Named for Curtis Roads, Curtis is an iPad and iPhone/iPod touch application that implements granular sound processing – a technique, imagined early on by the composer Xenakis, which divides sound into tiny granules, allowing more liquid modification of the audio. Roads brought this idea to digital synthesis, and the results can transform recorded samples in pitch and time.

Composer, producer, and sound designer Richard Devine has long made use of granular techniques in his own work, so it’s little surprise Richard is turning his sonic compositional efforts to the iPad app. The latest release includes a new sound set he designed, but he also writes CDM to point out a track he’s shared on SoundCloud, free to download and hear and for your remixing and re-compositional use.

The track is a composition of samples, and it shows just how much you can do with recorded audio:

This piece is a Acousmatic composition based on everyday found objects. I recorded various wine glasses, gears, metal, motors, Ratchets, chimes, croaking frog scraper, Indian bells, Tibetan Singing Bowls, Santoor, waterphone, piano, hematite magnets, processed voice, underwater ambiances, computer, and sprinkled bits of Buchla 200e/Doepfer Euro rack Modular.

All of the sounds originally captured at 24-bit 96khz with a Neumann RSM 191 A/S stereo shotgun mic, SMK4060 Stereo Matched 4060-BM Miniature Omnidirectional Microphones and Sound Devices 702 recorder.

Objects Of Granularity by RichardDevine

If you want to try out Curtis, you can do so on both iPad (pictured above) and iPhone:

Curtis for iPad
Curtis Heavy for iPhone

I love the geometric/vector-style twist on the wave display. New in the recent 1.1 release: pitch control, echo effect, volume control … and the all-important MP3 import. (Usually working with uncompressed files is more successful, however.

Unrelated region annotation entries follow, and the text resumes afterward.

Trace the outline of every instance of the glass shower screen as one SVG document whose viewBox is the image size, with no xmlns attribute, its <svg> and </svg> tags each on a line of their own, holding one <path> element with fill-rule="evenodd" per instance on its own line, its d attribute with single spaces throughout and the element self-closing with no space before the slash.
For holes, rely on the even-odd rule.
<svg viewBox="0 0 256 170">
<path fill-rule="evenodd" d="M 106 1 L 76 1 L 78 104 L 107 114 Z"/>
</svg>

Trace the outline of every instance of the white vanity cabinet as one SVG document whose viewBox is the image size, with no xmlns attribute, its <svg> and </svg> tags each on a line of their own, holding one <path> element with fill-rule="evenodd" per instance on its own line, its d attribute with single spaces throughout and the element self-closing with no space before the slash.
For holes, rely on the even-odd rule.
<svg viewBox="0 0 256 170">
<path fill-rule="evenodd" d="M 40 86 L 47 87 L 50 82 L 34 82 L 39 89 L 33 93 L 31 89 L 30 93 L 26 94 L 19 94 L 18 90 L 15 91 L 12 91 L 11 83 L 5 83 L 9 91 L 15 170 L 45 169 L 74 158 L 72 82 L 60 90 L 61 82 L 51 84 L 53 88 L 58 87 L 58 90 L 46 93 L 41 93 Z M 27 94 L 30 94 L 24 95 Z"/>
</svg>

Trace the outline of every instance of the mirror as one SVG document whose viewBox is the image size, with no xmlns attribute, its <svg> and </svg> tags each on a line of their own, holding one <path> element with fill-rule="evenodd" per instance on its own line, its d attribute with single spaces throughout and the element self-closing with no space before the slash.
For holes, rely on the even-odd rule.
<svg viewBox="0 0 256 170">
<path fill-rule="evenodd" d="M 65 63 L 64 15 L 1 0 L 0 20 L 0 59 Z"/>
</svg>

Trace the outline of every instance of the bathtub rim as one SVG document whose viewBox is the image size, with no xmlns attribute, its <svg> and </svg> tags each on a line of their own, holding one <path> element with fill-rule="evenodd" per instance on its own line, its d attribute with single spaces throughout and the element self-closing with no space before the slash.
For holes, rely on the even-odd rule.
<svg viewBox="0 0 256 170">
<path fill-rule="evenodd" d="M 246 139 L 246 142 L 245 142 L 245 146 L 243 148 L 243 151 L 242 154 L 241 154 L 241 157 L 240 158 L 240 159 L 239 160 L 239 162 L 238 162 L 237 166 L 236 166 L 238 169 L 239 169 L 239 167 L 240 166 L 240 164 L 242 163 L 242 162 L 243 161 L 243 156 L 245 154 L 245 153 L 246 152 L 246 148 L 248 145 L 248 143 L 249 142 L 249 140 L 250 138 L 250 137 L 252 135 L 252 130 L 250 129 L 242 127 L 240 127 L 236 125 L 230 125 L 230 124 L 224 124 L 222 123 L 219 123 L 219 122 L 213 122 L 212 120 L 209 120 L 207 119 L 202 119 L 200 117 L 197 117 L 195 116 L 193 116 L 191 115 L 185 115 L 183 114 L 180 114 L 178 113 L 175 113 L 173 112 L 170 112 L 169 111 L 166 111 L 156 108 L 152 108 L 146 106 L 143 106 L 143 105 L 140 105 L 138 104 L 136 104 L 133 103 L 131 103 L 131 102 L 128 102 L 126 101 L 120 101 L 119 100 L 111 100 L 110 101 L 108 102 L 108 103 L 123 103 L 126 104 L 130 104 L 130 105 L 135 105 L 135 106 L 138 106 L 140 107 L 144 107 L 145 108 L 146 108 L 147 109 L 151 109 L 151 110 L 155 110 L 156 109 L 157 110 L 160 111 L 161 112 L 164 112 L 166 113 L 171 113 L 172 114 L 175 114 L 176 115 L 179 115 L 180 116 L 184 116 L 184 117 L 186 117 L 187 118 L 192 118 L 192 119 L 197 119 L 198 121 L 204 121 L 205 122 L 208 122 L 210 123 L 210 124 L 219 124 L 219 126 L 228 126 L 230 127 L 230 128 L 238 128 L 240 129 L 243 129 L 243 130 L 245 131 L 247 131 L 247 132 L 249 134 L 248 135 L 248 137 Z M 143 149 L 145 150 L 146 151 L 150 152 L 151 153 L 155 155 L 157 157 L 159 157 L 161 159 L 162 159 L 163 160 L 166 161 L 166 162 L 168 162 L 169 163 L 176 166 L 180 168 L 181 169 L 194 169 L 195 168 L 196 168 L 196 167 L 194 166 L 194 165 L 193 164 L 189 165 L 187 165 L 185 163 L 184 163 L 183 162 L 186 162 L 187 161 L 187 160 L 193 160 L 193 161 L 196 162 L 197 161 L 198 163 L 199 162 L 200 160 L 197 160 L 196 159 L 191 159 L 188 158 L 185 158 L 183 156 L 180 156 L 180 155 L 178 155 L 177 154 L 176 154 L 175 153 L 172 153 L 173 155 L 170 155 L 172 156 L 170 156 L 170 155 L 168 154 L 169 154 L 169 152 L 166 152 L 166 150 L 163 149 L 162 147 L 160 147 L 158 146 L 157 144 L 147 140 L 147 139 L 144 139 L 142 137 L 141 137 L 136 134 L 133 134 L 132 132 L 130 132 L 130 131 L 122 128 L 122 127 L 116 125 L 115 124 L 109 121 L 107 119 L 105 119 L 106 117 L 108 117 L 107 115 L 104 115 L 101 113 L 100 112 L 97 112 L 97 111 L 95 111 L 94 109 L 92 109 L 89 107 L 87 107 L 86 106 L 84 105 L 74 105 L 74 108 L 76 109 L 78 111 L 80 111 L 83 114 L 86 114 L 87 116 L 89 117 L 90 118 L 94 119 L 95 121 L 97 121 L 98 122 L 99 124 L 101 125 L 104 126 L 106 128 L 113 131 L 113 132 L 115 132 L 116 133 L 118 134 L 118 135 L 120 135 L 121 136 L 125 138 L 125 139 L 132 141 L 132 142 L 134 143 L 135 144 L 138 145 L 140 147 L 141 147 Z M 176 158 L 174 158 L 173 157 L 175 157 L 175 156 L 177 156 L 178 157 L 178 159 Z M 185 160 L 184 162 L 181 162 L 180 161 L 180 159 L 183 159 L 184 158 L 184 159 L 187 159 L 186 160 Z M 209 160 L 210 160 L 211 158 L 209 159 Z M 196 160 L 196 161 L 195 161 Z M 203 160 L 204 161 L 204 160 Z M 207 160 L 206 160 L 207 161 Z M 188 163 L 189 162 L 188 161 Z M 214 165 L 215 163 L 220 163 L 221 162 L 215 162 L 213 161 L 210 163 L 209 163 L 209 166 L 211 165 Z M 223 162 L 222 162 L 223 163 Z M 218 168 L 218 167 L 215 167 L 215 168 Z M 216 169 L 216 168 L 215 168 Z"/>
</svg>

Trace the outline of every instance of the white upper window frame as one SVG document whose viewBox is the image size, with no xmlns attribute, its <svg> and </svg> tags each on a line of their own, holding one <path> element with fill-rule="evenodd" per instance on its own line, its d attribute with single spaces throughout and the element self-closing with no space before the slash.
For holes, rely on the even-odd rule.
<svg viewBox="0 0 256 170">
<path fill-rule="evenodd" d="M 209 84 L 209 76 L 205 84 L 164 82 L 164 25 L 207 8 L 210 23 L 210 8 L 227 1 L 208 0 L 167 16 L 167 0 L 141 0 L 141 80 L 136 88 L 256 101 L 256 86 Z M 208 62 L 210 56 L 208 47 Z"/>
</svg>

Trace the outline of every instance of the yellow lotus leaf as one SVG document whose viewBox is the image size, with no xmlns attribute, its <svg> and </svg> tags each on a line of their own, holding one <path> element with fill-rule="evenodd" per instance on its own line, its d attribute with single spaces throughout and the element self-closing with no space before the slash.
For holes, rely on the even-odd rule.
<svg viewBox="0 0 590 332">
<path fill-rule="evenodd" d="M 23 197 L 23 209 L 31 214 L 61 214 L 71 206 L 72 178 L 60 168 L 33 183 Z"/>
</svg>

With WAV or MP3 files, simply drag-and-drop files from iTunes.)

In other sound design experiments, Richard records an insect’s footsteps inside a box, recorded on a catch-and-release program, from earlier this summer.

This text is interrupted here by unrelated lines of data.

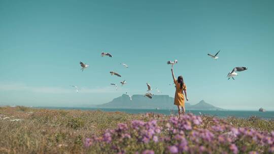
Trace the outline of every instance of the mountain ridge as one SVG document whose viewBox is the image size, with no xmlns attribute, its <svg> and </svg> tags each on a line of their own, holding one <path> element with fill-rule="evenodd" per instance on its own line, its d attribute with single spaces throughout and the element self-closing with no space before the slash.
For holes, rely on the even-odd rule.
<svg viewBox="0 0 274 154">
<path fill-rule="evenodd" d="M 115 98 L 108 103 L 96 105 L 98 108 L 132 108 L 132 109 L 177 109 L 174 105 L 174 98 L 167 95 L 153 95 L 152 99 L 144 97 L 142 95 L 133 95 L 132 101 L 126 94 Z M 197 110 L 225 110 L 216 107 L 202 100 L 197 104 L 191 105 L 185 102 L 187 109 Z"/>
</svg>

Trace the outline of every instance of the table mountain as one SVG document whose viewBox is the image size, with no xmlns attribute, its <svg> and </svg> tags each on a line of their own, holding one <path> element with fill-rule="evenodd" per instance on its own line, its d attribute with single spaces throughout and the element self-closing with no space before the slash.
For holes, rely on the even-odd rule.
<svg viewBox="0 0 274 154">
<path fill-rule="evenodd" d="M 174 105 L 174 98 L 168 95 L 153 95 L 152 99 L 144 97 L 142 95 L 133 95 L 132 100 L 130 101 L 128 95 L 123 94 L 121 96 L 114 98 L 112 101 L 101 105 L 97 107 L 112 108 L 132 108 L 132 109 L 177 109 Z M 187 109 L 199 110 L 222 110 L 202 100 L 195 105 L 185 103 Z"/>
</svg>

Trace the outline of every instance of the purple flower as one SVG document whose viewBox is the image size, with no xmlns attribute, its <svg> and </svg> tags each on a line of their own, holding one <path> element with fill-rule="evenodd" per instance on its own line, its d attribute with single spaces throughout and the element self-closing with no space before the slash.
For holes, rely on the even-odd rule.
<svg viewBox="0 0 274 154">
<path fill-rule="evenodd" d="M 142 154 L 154 154 L 154 151 L 152 150 L 145 150 L 142 152 Z"/>
<path fill-rule="evenodd" d="M 238 148 L 235 144 L 232 144 L 229 146 L 229 149 L 233 151 L 233 153 L 236 154 L 238 153 Z"/>
<path fill-rule="evenodd" d="M 184 128 L 187 130 L 190 130 L 192 129 L 192 127 L 191 127 L 191 124 L 189 121 L 187 121 L 186 124 L 184 125 Z"/>
<path fill-rule="evenodd" d="M 125 134 L 124 135 L 124 137 L 131 138 L 131 136 L 130 136 L 130 135 L 129 135 L 128 134 Z"/>
<path fill-rule="evenodd" d="M 206 150 L 206 148 L 204 147 L 204 146 L 201 145 L 199 147 L 199 150 L 201 152 L 203 152 Z"/>
<path fill-rule="evenodd" d="M 143 138 L 142 141 L 145 143 L 148 143 L 149 142 L 149 139 L 146 137 L 145 137 Z"/>
<path fill-rule="evenodd" d="M 155 132 L 157 133 L 160 133 L 161 132 L 161 130 L 159 128 L 155 129 Z"/>
<path fill-rule="evenodd" d="M 84 145 L 86 147 L 88 147 L 92 144 L 92 140 L 91 138 L 87 138 L 85 140 Z"/>
<path fill-rule="evenodd" d="M 200 125 L 200 122 L 197 119 L 194 119 L 193 120 L 193 123 L 196 125 Z"/>
<path fill-rule="evenodd" d="M 177 153 L 178 152 L 178 148 L 176 146 L 173 145 L 169 147 L 169 152 L 171 153 Z"/>
<path fill-rule="evenodd" d="M 269 148 L 269 152 L 270 153 L 274 152 L 274 146 L 272 146 Z"/>
<path fill-rule="evenodd" d="M 158 138 L 158 136 L 153 136 L 153 141 L 155 142 L 158 142 L 158 141 L 159 141 L 159 139 Z"/>
<path fill-rule="evenodd" d="M 218 141 L 221 143 L 223 143 L 225 141 L 224 137 L 223 135 L 221 135 L 218 137 Z"/>
</svg>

Found a large Velvet Ant walking on my driveway today, and couldn’t help but notice the odd sounds this insect was making. The recording is of the insect crawling around inside a cardboard box, before I let it go back into my backyard. The Velvet Ant, also known as the “Cow Killer” is actually not an ant, but a wasp. I recorded this with 2 DPA 4060 Lav’s and Sound Devices 702 recorder at 24bit-96Khz.